Internet connects peopleWhen I first started teaching English right out of college, I was so motivated to change lives and had such a passion to help kids watch their improvement and feel good about themselves. All through college, I owned my own tutoring center and I taught on a one-to-one basis as a tutor helping those students who were in desperate need to bring their failing grades to a passing grade. It was such a joy to help them find their self-esteem and witness their growth in believing in themselves. And it was even more exciting to be able to share my skills with other college students who worked for me to teach the students. Watching those tutors grow and be inspired to learn how they can help discouraged students was such an amazing experience. It’s the absolute reason why teachers are so passionate about what they do. After college, my mistake was not to go on to get my teaching credentials and to immediately start working in the classroom of a private high school. I was so eager to share my experience and knowledge on a mass-level rather than one student at a time. I wasn’t ready to handle the 6 periods of 35 kids in each class.

Those same techniques that helped me teach one student at a time did not work in the classroom. My students that I taught in my tutoring center had my attention completely. I was able to give them immediate feedback on their errors, and bad habits within their work, and they were able to correct and change it. Their learning curve was so much faster. Running the tutoring center trained me how to detect students’ needs and to evaluate how they learn so I can adjust the way I taught. But on a mass-level with over a hundred kids, it was definitely overwhelming. I was able to pick out all their weaknesses instantly. I knew how to help them as individuals, and I practically killed myself almost creating individual remedies to help them bring up their 5th grade reading and writing level to Freshman and Sophomore level. Then I wised up, and grouped their weaknesses together, and the truly troublesome students, I came to school early and stayed after school tutoring them. In order for them to read and write well, they had to practice and practice and practice with constant feedback of what they were doing wrong and how they can fix it. I took so much time grading, they weren’t able to see their feedback for a week or two later because I was busy with lesson plans, entering grades, reading for the next day, or in meetings. I was proud to successfully bring them all up a few notches in their skills. And a few were able to move on to honors classes the next year. But it was a painful, tiresome first year teaching, and I was wishing I had gone on to finish school to get more training.

But looking hindsight at that first couple of years that I taught and thinking if I had the tools that I knew about now back then, my teaching days would have been easier. I figured out that immediate feedback is so crucial to the learning curve of kids. With the modern technology of today, communication is so much easier. It has come a long way from just phone calls and personal parent-teacher conferences. With cell phones, texting, and emails, students
and parents can easily keep in contact with teachers. And teachers today are provided with technology to assist them with time and classroom management. When I taught, it took me hours to grade 3 classes of essays, then a good 30 minutes to enter it in my gradebook by hand. Then I’d hand it back, they’d read it, and it would get stuffed in their backpack somewhere. Parents would call me surprised to receive a paper notice stating their child is in danger of failing. Then I would have to pull out my gradebook, calculate that particular students grade and write down all the missing assignments then send them another notice with everything. Then we would have to communicate practically every day by phone to re-assure the troublesome student kept on task at home and at school. It was so much effort to maintain that immediate feedback with both parents and students. How can the old school teachers remedy this time consuming process of monitoring students to keep them in line with their studies?

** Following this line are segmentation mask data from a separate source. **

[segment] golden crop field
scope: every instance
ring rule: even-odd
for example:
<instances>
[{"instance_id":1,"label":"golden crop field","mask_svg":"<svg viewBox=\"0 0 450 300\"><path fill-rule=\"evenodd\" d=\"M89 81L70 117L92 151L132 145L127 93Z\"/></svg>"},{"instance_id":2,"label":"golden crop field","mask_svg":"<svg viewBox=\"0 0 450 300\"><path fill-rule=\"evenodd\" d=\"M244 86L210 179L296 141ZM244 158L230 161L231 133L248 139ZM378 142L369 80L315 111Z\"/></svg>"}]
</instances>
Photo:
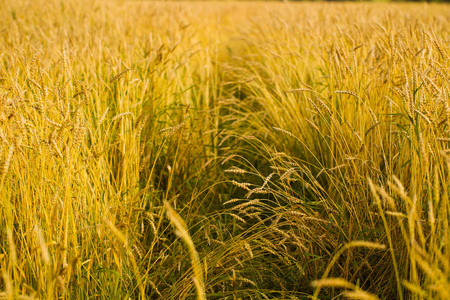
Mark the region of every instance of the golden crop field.
<instances>
[{"instance_id":1,"label":"golden crop field","mask_svg":"<svg viewBox=\"0 0 450 300\"><path fill-rule=\"evenodd\" d=\"M0 299L450 299L450 7L0 7Z\"/></svg>"}]
</instances>

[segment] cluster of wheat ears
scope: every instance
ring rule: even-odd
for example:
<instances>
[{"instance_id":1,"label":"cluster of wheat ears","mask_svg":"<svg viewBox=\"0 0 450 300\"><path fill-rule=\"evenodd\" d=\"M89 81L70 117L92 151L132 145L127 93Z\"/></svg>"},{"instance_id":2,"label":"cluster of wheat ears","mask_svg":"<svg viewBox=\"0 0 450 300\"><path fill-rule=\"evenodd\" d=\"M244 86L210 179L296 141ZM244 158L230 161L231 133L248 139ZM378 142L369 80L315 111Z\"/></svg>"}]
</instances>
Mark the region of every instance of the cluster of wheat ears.
<instances>
[{"instance_id":1,"label":"cluster of wheat ears","mask_svg":"<svg viewBox=\"0 0 450 300\"><path fill-rule=\"evenodd\" d=\"M0 299L450 298L447 6L0 7Z\"/></svg>"}]
</instances>

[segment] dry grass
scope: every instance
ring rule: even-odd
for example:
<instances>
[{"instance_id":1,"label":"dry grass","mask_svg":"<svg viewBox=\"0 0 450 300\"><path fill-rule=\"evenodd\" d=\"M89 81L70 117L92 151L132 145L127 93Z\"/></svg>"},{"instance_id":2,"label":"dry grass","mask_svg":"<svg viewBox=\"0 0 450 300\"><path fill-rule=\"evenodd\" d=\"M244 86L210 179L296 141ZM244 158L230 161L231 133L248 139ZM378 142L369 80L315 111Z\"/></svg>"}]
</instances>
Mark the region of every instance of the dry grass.
<instances>
[{"instance_id":1,"label":"dry grass","mask_svg":"<svg viewBox=\"0 0 450 300\"><path fill-rule=\"evenodd\" d=\"M0 299L450 298L446 6L0 5Z\"/></svg>"}]
</instances>

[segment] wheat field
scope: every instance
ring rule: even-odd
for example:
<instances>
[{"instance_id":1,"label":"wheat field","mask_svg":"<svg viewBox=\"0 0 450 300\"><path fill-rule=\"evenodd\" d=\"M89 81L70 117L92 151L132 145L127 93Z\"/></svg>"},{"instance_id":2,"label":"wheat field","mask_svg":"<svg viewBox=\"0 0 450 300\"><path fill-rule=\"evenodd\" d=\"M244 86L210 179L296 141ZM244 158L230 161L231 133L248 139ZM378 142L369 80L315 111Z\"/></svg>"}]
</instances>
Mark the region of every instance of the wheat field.
<instances>
[{"instance_id":1,"label":"wheat field","mask_svg":"<svg viewBox=\"0 0 450 300\"><path fill-rule=\"evenodd\" d=\"M0 7L0 299L450 299L448 6Z\"/></svg>"}]
</instances>

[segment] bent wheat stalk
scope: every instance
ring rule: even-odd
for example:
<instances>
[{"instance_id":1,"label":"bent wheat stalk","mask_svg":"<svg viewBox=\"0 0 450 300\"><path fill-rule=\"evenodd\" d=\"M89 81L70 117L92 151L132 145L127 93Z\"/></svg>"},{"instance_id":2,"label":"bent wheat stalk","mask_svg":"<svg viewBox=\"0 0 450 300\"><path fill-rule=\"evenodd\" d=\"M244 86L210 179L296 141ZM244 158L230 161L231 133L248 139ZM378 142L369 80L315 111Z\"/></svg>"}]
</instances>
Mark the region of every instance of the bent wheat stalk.
<instances>
[{"instance_id":1,"label":"bent wheat stalk","mask_svg":"<svg viewBox=\"0 0 450 300\"><path fill-rule=\"evenodd\" d=\"M186 223L177 214L177 212L172 208L169 202L164 201L164 207L166 208L167 218L170 220L172 225L175 227L175 233L186 243L189 249L189 255L191 256L192 269L194 270L194 281L195 288L197 290L197 299L206 300L205 295L205 284L203 282L203 272L200 263L200 258L198 256L197 250L195 250L194 242L189 235Z\"/></svg>"}]
</instances>

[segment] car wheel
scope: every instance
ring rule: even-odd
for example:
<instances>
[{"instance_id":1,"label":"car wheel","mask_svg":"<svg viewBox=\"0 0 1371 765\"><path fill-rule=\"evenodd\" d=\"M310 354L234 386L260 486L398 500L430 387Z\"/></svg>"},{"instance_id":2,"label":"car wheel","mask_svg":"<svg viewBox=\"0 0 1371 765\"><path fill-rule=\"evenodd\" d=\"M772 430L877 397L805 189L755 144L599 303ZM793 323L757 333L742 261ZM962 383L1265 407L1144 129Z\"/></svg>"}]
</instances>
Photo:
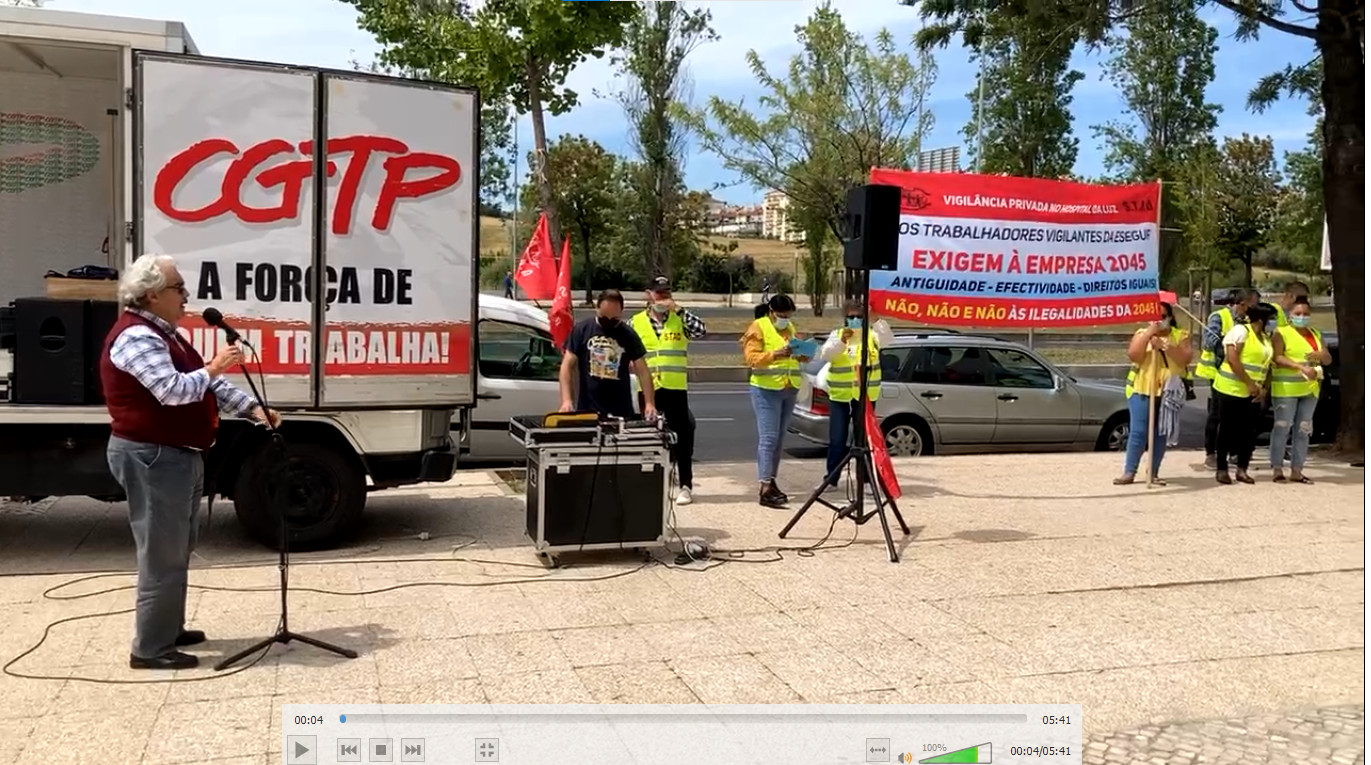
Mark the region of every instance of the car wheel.
<instances>
[{"instance_id":1,"label":"car wheel","mask_svg":"<svg viewBox=\"0 0 1371 765\"><path fill-rule=\"evenodd\" d=\"M1121 452L1128 447L1128 414L1121 412L1109 418L1100 431L1095 451Z\"/></svg>"},{"instance_id":2,"label":"car wheel","mask_svg":"<svg viewBox=\"0 0 1371 765\"><path fill-rule=\"evenodd\" d=\"M892 457L919 457L931 451L928 434L918 423L901 420L887 424L884 430L885 448Z\"/></svg>"}]
</instances>

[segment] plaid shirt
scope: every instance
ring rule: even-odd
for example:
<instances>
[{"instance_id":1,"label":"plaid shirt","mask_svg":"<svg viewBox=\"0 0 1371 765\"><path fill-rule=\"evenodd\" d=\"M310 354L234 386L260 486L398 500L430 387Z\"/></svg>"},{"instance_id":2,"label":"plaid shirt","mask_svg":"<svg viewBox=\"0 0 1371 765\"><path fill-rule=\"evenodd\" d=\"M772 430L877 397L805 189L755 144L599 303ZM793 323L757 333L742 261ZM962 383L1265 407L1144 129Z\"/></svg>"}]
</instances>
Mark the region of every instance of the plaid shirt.
<instances>
[{"instance_id":1,"label":"plaid shirt","mask_svg":"<svg viewBox=\"0 0 1371 765\"><path fill-rule=\"evenodd\" d=\"M189 345L175 327L160 317L136 308L127 310L157 325L168 337ZM133 375L163 406L193 404L204 399L205 391L214 394L220 410L236 417L247 415L257 406L252 396L235 388L225 377L211 380L209 371L203 368L176 371L166 339L152 327L139 324L119 333L110 346L109 357L116 369Z\"/></svg>"},{"instance_id":2,"label":"plaid shirt","mask_svg":"<svg viewBox=\"0 0 1371 765\"><path fill-rule=\"evenodd\" d=\"M705 336L705 321L694 312L681 308L677 315L681 317L681 323L685 325L685 336L689 340L699 340ZM647 318L652 322L652 328L657 334L662 334L662 327L666 326L666 316L659 316L655 311L648 311Z\"/></svg>"}]
</instances>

Online gradebooks are the main tools for teachers to make a direct connection with their students’ parents. eSembler was created a decade ago when the computer industry wanted to assist the educational system work more efficiently for their students. They started remedying the simple time-consuming task of entering grades and calculating final grades. Once they studied the needs of teachers, they began adding features that would help teachers make their classroom management easier. But the main key was to connect the teachers’ gradebook to the parents. And once that goal was attained, instant feedback to the parents was born. It cut the teachers’ time communicating with the parents’ almost completely. With emails and notifications, teachers were able to answer questions promptly during their pockets of down time. And there was improvement in the students’ progress. That immediate feedback to parents helped them to follow up with the student’s work at home. They were able to catch those falling grades and keep them from dropping further. And with it being an online gradebook, just like their paper gradebook, they’re able to look at their grades online wherever there is internet. Students themselves can read their grades online without having to stop the teacher after school to calculate for them. They can even catch when teachers’ miscalculate or enter grades incorrectly. The online grade book created a bridge between parents, students, and teachers.

It’s so important to give immediate feedback to students so they can correct and adjust their mistakes. Delaying that feedback can prolong their struggles with their studies which can affect their self-esteem and motivation. eSembler is an exceptional way to make sure you hit all areas of feedback for students. Use today’s technology that’s available and find ways to bridge the gap of communication between parents and teachers in order to help your students become more successful.